Feeling that one confidence deserved another, Hamish refilled her cup, and told her about his aborted love affair with Priscilla Halburton-Smythe. "In fact, I never have much luck with women," he said ruefully. "Anna in Amsterdam was a typical mess-up. It's getting cold. I think we should go."

Kevin whispered to Barry as they walked into Lachie's that night, "Something's going on between that pair." He jerked a thumb at Olivia and Hamish.

"Oh, that. Hamish told me that they're pretending to be mad about each other," muttered Barry, "so that Jimmy won't think it odd her going along on the drop."

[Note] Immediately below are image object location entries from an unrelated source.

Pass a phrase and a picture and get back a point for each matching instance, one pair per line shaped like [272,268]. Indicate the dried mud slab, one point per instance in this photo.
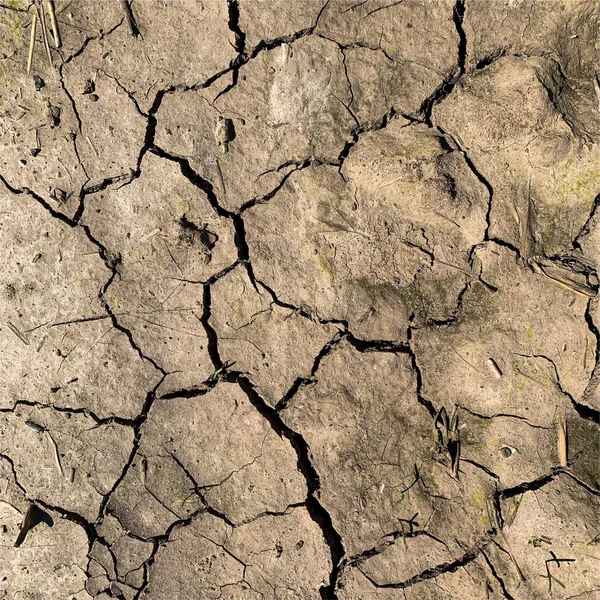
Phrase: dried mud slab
[298,300]
[533,329]
[41,128]
[372,445]
[58,345]
[389,63]
[274,346]
[544,177]
[172,51]
[162,263]
[563,31]
[384,576]
[77,460]
[364,243]
[244,472]
[553,532]
[275,557]
[289,106]
[265,21]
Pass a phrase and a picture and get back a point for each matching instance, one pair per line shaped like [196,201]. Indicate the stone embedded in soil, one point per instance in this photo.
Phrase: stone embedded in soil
[274,346]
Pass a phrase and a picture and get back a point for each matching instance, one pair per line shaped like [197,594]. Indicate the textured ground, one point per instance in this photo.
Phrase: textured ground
[298,301]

"Good act if you ask me," said Kevin, shouldering his way ahead.

Once more into Lachie's office. "Well, Hamish," cried Jimmy White. "I gather you've got an idea we should check a wee bit o' the load."

"Aye, that way you can see the stuff is good and I can be sure you're not about to double-cross me," sneered Hamish, his arm around Olivia's shoulders.

"Oh, come on, man, all friends here."

"If that's the case, you can tell that lang dreep o' a man over there," Hamish said, pointing to the Undertaker, "to stop following me around."

"It's no' my man. That's Lachie. Suspicious o' his ain mither. Right, to business."

One of Jimmy's men spread out an ordnance survey map. "We would like you to land the stuff here in two days' time. Can you manage that?"

Hamish looked at the map. Of all the damn places, he thought. Loch Drim!

"Why there?"

"One of our spies said it was a grand place to land. We havenae used it before. Your men bring the stuff ashore to this point." He stabbed down on the rocky promontory opposite the cave where Jock had hidden his monster.